家庭の窓
|
情報化社会では,情報が剥き出しのまま伝わるようになりました。そのせいで送り手と受け手のミスマッチが起こります。手紙であれば,受け手を特定できますし,封によって内容が守られています。それは配送のプロセスが信頼できるネットになっているからです。ところがインターネットの配送システムは,メールが受け手を指定できるにしても,途中がオープンになっているために,拾われることに対する防御が不完全です。拾われてもいいように,暗号化するしかありません。サイトに至っては,玄関を開けっ放しにして剥き出しの状態ですので,だれでもアクセス可能です。悪質な訪問者や悪質な運営者の思うがままです。
子どものケータイが問題になっています。大人は携帯電話と考えていますが,子どもにはケータイであり,ネット機器なのです。ネットの危ういオープン性を弁えていないので,送り手としても受け手としても,全くの無防備です。ネット世界では,送り手も受け手も共に相手について想像することが基本マナーになります。その相手が多様な人,つまりいろんな大人がいるということが問題です。

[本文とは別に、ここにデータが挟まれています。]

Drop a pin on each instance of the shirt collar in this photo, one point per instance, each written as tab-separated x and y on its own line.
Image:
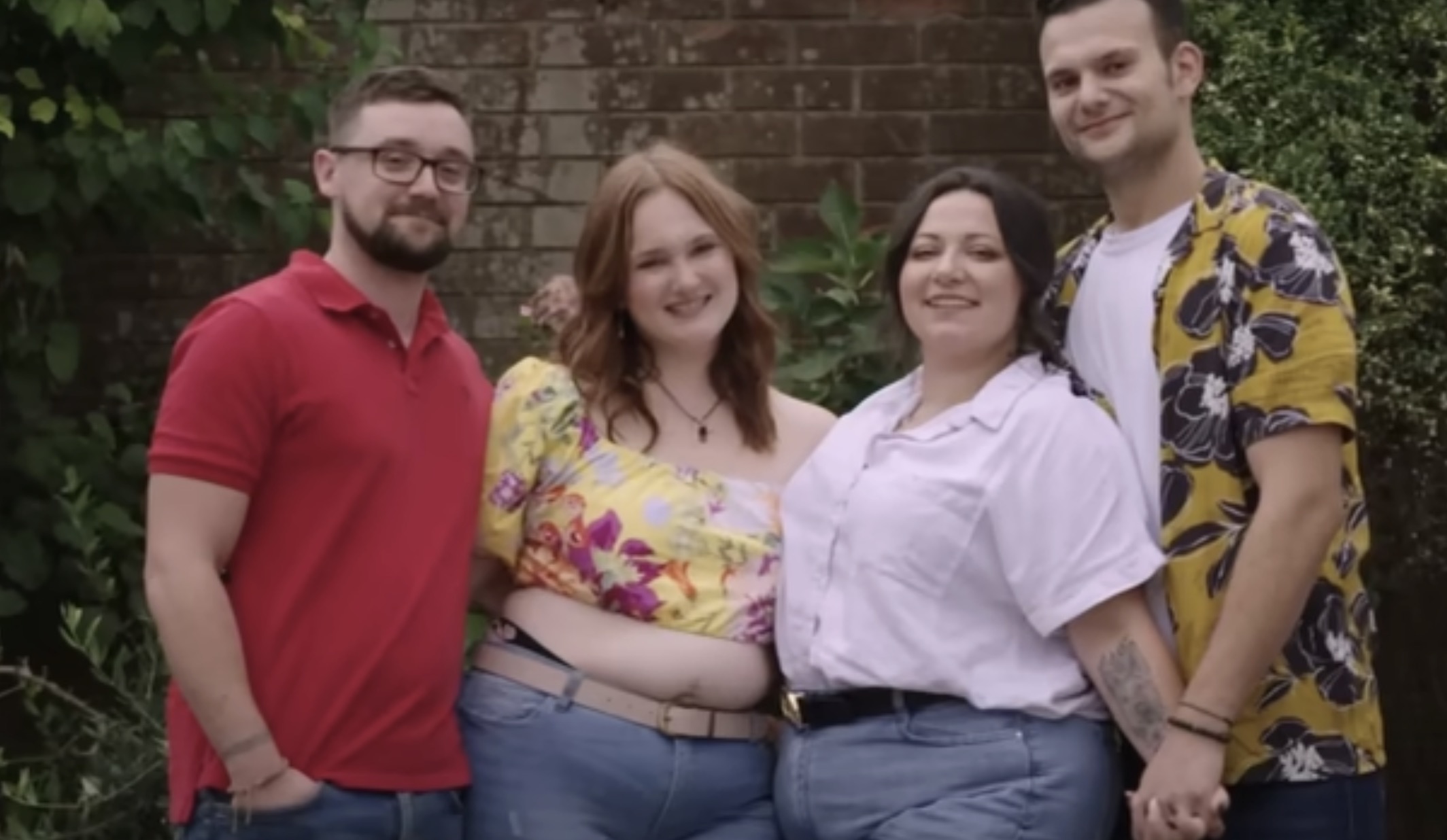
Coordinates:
336	294
990	408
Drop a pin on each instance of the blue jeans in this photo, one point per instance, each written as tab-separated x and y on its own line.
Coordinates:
950	771
335	814
1340	809
545	768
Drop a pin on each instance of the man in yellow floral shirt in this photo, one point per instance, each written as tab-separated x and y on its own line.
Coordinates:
1214	315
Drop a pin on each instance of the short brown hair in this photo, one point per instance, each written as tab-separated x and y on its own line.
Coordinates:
390	84
1172	18
604	350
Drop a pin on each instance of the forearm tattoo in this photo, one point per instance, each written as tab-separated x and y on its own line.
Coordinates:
1127	684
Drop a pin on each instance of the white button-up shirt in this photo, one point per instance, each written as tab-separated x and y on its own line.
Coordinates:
950	557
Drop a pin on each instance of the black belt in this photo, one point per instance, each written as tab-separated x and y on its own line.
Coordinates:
817	710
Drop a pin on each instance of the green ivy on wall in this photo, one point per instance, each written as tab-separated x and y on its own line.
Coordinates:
138	123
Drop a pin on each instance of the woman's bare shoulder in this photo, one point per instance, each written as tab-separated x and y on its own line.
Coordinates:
800	424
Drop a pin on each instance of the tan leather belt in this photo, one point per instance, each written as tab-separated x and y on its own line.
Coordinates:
666	718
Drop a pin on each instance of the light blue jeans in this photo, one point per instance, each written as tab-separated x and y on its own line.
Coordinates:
336	813
549	769
950	773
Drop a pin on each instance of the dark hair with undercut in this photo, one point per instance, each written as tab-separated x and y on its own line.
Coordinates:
390	84
1171	16
1025	226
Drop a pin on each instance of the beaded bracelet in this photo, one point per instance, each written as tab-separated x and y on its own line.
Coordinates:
1200	731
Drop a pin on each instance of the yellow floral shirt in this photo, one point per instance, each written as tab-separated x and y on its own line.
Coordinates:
1255	336
569	511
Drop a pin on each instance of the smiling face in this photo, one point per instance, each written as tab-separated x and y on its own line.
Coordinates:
958	290
682	279
1116	97
405	228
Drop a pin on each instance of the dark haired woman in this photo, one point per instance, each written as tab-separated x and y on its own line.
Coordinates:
963	603
631	508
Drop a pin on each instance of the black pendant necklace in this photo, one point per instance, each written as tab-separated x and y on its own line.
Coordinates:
698	421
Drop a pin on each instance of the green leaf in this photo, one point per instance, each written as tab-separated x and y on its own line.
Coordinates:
256	188
24	560
297	193
44	110
77	107
12	603
262	130
19	154
28	191
92	179
188	135
840	213
44	270
184	15
96	25
28	78
805	258
218	12
133	460
812	368
118	519
102	432
63	350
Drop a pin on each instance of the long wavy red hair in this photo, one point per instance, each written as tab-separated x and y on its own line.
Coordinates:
608	357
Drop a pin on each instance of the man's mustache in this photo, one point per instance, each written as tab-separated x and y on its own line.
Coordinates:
428	211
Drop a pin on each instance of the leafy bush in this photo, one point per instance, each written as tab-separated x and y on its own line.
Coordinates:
1342	103
835	347
133	123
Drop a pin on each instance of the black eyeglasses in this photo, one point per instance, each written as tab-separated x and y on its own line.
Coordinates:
403	167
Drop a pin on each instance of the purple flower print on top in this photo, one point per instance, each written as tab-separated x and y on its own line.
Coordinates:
586	434
510	493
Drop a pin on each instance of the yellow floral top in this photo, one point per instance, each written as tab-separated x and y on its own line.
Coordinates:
1255	336
614	528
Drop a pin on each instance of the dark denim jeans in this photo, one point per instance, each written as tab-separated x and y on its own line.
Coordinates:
335	814
1339	809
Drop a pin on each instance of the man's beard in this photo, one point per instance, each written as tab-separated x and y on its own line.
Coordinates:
392	251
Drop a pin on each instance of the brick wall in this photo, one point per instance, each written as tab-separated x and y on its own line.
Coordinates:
782	94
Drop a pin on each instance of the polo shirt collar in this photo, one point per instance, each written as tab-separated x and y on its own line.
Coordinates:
336	294
990	406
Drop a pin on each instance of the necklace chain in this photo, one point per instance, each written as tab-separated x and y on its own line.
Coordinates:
699	421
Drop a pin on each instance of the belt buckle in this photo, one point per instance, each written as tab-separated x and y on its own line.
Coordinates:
789	705
663	719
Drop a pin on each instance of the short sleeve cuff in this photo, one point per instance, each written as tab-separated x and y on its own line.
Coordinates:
1303	395
239	479
1126	574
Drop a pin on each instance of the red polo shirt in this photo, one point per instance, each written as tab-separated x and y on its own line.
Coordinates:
362	459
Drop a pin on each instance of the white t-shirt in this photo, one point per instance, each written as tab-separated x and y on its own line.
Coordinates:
1110	340
951	555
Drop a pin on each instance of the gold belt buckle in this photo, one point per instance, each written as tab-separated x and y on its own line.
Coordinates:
789	705
664	719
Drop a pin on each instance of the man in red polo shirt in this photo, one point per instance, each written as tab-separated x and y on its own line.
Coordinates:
314	478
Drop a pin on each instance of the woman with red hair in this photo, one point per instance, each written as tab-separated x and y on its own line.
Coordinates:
631	527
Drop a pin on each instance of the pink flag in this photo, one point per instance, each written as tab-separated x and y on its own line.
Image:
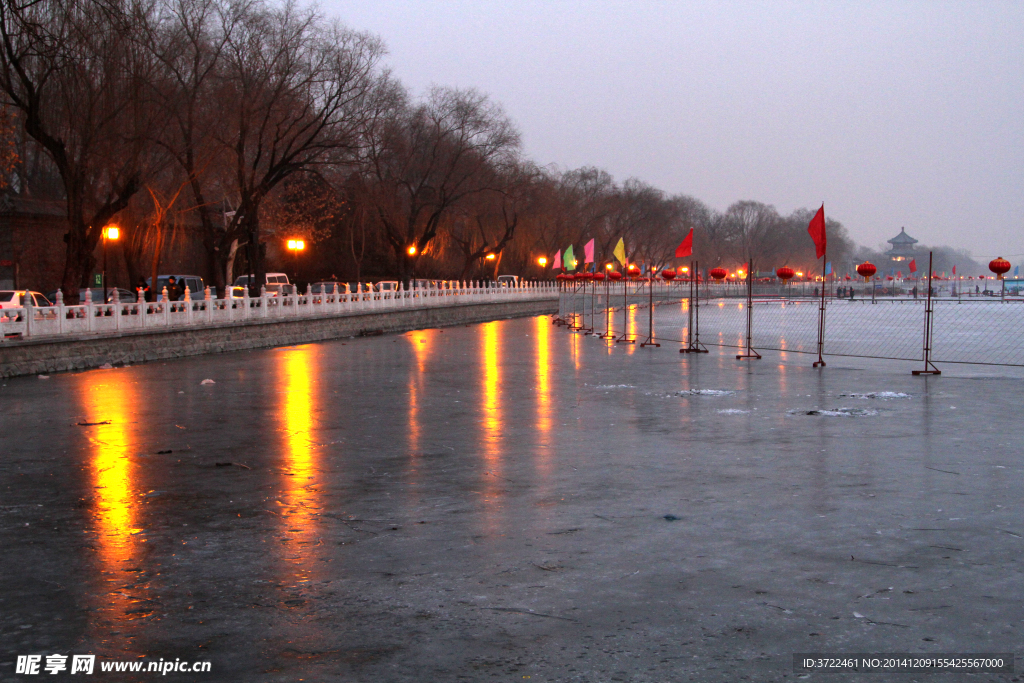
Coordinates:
588	252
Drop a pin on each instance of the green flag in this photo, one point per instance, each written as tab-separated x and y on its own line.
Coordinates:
620	252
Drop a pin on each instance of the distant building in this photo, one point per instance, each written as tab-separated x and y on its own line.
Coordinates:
902	247
32	246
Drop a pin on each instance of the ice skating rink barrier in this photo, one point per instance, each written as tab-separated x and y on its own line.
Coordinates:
977	330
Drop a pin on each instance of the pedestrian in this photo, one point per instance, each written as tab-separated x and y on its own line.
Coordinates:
173	290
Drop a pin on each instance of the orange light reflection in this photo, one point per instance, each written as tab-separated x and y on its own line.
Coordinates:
110	400
298	504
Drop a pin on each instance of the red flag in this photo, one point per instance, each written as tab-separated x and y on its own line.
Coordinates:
686	248
817	231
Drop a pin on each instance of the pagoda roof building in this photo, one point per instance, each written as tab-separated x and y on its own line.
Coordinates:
902	247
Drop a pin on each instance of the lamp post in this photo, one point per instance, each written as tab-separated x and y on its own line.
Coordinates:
110	232
295	246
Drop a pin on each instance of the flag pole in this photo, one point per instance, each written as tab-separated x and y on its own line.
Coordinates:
650	311
929	321
820	363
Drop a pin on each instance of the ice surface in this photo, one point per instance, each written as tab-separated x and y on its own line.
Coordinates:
877	394
705	392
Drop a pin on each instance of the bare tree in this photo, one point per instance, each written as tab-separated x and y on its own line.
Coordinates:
300	91
74	71
425	159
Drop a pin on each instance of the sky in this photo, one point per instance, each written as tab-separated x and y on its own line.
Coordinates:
901	114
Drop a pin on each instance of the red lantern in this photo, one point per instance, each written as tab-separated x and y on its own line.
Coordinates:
866	269
998	266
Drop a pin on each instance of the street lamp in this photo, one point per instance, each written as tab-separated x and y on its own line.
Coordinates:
110	232
295	246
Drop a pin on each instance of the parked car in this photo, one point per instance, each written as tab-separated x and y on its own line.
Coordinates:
276	284
13	298
327	287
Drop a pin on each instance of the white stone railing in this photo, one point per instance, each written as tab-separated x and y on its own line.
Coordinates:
34	322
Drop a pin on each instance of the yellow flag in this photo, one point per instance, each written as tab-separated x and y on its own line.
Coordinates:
620	252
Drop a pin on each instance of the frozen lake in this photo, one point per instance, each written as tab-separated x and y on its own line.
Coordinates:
506	501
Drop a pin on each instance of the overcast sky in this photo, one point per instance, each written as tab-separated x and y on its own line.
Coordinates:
894	115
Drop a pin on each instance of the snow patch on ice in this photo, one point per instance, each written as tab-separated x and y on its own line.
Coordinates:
705	392
838	413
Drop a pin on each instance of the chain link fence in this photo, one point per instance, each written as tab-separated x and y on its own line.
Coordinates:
963	330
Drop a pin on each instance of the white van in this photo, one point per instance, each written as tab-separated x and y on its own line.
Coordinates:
276	283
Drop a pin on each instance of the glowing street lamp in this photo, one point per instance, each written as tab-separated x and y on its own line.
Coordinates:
110	232
296	246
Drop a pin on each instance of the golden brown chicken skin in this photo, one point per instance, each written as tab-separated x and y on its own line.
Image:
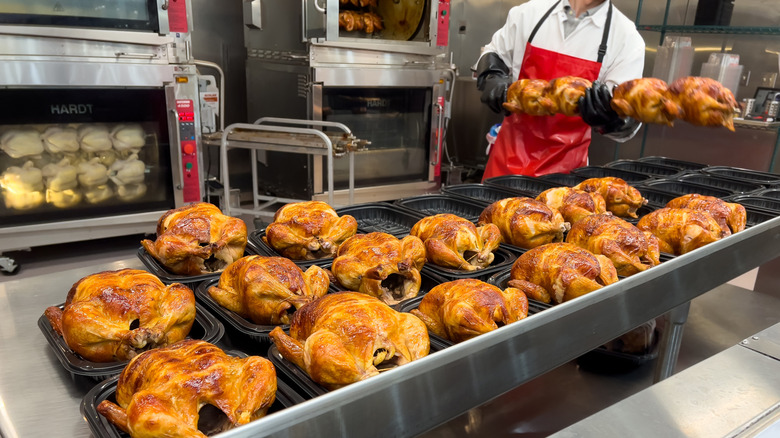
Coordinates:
573	204
453	242
681	230
559	272
115	315
381	265
197	239
267	290
730	216
525	222
630	249
462	309
161	391
622	199
308	230
346	337
647	100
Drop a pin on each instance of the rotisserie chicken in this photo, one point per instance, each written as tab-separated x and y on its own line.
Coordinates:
160	393
705	102
453	242
622	199
267	290
525	222
630	249
573	204
560	272
647	100
381	265
197	239
462	309
730	216
680	230
308	230
115	315
346	337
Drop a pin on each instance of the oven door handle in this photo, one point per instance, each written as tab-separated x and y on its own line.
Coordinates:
439	134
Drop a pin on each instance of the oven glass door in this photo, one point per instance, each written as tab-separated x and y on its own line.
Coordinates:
68	154
125	14
397	122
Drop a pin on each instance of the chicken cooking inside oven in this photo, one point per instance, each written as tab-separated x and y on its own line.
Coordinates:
525	222
267	290
622	199
381	265
346	337
308	230
573	204
730	216
197	239
160	392
647	100
705	102
630	249
114	315
560	272
462	309
681	230
453	242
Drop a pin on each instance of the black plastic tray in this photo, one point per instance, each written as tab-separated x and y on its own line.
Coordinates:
527	184
653	169
205	327
681	188
602	172
155	267
380	216
754	176
680	164
430	205
562	179
106	390
734	185
503	259
482	193
255	332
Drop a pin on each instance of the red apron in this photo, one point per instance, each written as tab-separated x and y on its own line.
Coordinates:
537	145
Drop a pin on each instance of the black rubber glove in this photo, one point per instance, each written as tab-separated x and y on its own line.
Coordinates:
493	79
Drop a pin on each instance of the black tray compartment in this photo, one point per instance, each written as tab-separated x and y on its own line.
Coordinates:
206	327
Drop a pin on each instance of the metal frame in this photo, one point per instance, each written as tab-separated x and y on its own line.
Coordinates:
423	394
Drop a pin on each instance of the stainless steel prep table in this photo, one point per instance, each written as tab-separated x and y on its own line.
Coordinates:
38	398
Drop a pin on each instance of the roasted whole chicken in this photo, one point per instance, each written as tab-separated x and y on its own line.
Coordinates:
197	239
630	249
267	290
115	315
453	242
308	230
730	216
705	102
381	265
647	100
346	337
573	204
160	392
559	272
525	222
463	309
622	199
681	230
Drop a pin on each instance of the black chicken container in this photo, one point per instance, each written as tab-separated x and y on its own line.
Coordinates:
205	327
106	390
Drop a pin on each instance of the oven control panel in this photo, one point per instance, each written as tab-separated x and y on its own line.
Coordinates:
189	150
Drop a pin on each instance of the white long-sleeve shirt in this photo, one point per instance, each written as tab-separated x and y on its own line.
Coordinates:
625	55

子どもの付き合いの範囲にいる大人,親や先生をベースにして思い巡らしても,有効な想像にはなりません。いわゆる世間を知らない子どもには,無理なことです。そこで,教えておくことは,知らない世界は怖いということです。昔,女の子に親は「男はオオカミ」という警戒の言葉を教えていました。先ず用心することから,世間に入っていくという知恵です。
知らない世界は怖いということを教えるには,子どもの知らない世界があるという子どもの限界を悟らせる必要があります。自分は世界のことを分かっているという思い上がりが危険です。子どもがそう思ってしまうのは,狭い閉じた世界に暮らして,テレビという狭い窓から世間をのぞいているせいです。情報が一日中降り注ぐ日常の中で,情報の偏りを見抜くことは困難です。たとえば,毎日視聴しているテレビ番組は好みに縛られて片寄っているはずですが,当人はそのことに気付きません。世間を広く見ようとしていないのです。
結論から言えば,今の子どもにはケータイは重すぎます。もっと軽いオモチャにした方がよいようです。子どもが大人の道具を使うのは十年早いのです。もしも使わせるなら,大人の管理の下でなければなりません。ケータイ問題については,大人の想像力の発揮が急務です。
情報社会では,想像するという力を使わなくなります。何でも分かってしまうという錯覚がもたらされます。検索すればそれらしい情報が多量に集められるので,検討する手続きが疎かになります。分かったつもりでしかないのです。見かけの便利さに惑わされずに,情報をきちんと扱う術を持てば,とても有効な情報社会です。急激な発展について行くには,それなりの努力が必要です。文明の利器は,使い手がそのときそのときの身の丈にあった付き合い方で楽しみたいものです。